Meski demikian, hukum
mengucapkan “ucapan selamat” tersebut masih menjadi sebuah perdebatan yang
tidak ada selesainya. Bahkan seakan menjadi aktivitas musiman yang bisa
dipastikan muncul setiap tahun. Hal ini bisa kita perhatikan dari
postingan-postingan di media sosial, yang saking biasanya sehingga perdebatan
boleh dan tidaknya saling mengucapkan “ucapan selamat” tersebut tidak lagi
menjadi sebuah kajian yang serius, malahan menjadi sebuah guyonan. Salah satu
contohnya adalah tentang postingan spanduk besar bertuliskan “haram mengucapkan selamat Natal” yang di
atasnya terdapat foto perempuan yang sedang berterima kasih dengan ucapan, “terima kasih ucapannya, Mr. Haram. Semoga
damai Natal bersama kita semua”.
Ketika kita sebagai seorang
yang beragama dengan kewajiban meyakini agama kita adalah sebagai yang paling
benar, maka kita akan memaklumi akan perbedaan sikap antara boleh dan tidaknya
mengakui perayaan agama lain atau memberikan “ucapan selamat” atasnya. Tetapi
menjadi lain lagi ketika perbedaan itu muncul di antara umat yang seagama dalam
sebuah topik perayaan agama tersebut. Maulid Nabi Muhammad SAW, misalnya, yang
di antara umat Islam sendiri masih terdapat perbedaan pendapat boleh tidaknya,
meski suara yang tidak membolehkannya sangatlah sedikit.
Tentu, kenyataan yang
demikian ini, seakan telah menguras banyak tenaga, pikiran juga waktu,
khususnya bagi umat Islam sendiri sebagai agama mayoritas di negeri ini, yang
semestinya harus mampu memberikan kedamaian bagi siapapun, tidak hanya yang seagama,
melainkan juga yang berbeda agama, bahkan seluruh kehidupan semesta,
sebagaimana misi Islam sendiri yang rahmatan lil ‘alamin. Bukankah sebaik-baik
manusia adalah yang paling bermanfaat bagi sesamanya? Dan bukankah juga
orang-orang Islam yang sesungguhnya adalah yang manusia lain selamat dari lisan
dan perbuatannya?
Dan disadari atau tidak,
kerapkali konsentrasi kita terfokus pada urusan-urusan besar yang tidak jarang
malah mengabaikan hal-hal kecil yang sesungguhnya memiliki dampak luar biasa
bagi keberlangsungan hidup di akhirat kelak. Misalnya saja, pernahkah kita
memperhatikan toilet-toilet yang berada di masjid atau musholla itu? Bagaimana
bisa secara kompak tempat kencing kaum prianya didesain untuk kencing dengan
cara berdiri? Kemudian pernahkah kita mendengar ada yang menfatwakan desain
tempat kencing yang semacam itu sebagai perbuatan haram? Padahal adab buang
hajat termasuk kencing yang diajarkan Rosulullah SAW adalah dengan cara jongkok.

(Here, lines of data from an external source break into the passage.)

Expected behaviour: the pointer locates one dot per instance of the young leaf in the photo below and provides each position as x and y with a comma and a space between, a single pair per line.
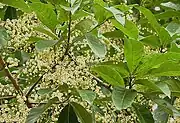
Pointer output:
119, 16
96, 45
123, 98
134, 51
20, 4
109, 74
67, 115
87, 95
144, 115
36, 112
83, 115
45, 13
41, 45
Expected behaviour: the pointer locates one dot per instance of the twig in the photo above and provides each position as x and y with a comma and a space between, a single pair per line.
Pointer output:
9, 75
69, 37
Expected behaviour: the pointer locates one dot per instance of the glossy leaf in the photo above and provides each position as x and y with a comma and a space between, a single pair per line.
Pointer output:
45, 13
83, 115
87, 95
144, 115
4, 37
171, 5
46, 31
123, 98
109, 75
167, 69
36, 112
20, 4
119, 16
85, 25
134, 51
67, 115
96, 45
129, 29
173, 28
41, 45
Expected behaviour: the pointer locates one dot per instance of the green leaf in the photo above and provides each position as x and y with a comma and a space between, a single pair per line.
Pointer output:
165, 105
114, 34
171, 5
83, 115
144, 115
123, 98
129, 29
4, 37
109, 75
120, 67
20, 4
151, 40
36, 112
163, 34
10, 13
167, 14
41, 45
67, 115
46, 31
96, 45
119, 16
100, 13
160, 115
74, 7
87, 95
46, 14
134, 51
166, 69
164, 88
173, 28
85, 25
44, 91
175, 48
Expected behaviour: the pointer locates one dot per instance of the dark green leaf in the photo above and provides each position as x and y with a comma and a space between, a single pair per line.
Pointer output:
96, 45
36, 112
109, 74
67, 115
20, 4
171, 5
85, 25
119, 16
41, 45
134, 51
44, 91
87, 95
4, 37
123, 98
46, 14
83, 115
144, 115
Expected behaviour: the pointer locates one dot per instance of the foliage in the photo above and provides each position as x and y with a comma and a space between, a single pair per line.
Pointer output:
143, 61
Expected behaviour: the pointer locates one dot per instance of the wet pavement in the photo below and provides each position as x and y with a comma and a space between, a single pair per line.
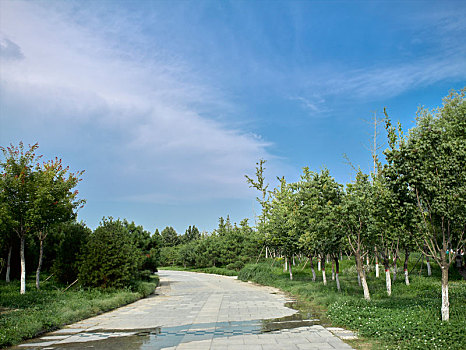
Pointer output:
200, 311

Kemudian, siapa yang berani bilang bahwa soal kencing adalah sesuatu yang
sepele yang boleh dengan sembarangan dilakukan?
Diriwayatkan oleh Ibnu Abbas
ra. Bahwasanya tatkala Rosulullah SAW melintasi dua buah kubur yang masih baru,
lantas beliau bersabda, “dua penghuni
kubur ini sesungguhnya sedang menghadapi siksaan yang bukan dikarenakan oleh
perkara yang dianggapnya besar. Yaitu, salah satunya dikarenakan tidak bersih
ketika bersuci dari kencingnya dan yang satu lagi adalah dikarenakan
kesukaannya mengadu domba.” Kemudian, beliau mengambil sebuah dahan pohon
yang masih hijau dan membelahnya menjadi dua, lantas beliau tancapkan pada
kedua kubur tersebut. Lalu beliau ditanya, “Ya
Rosul, apa maksud dari tindakan engkau tersebut?” Dijawab oleh beliau, “semoga Allah memberikan keringanan siksa
keduanya, selama kedua pohon itu belum mengering”.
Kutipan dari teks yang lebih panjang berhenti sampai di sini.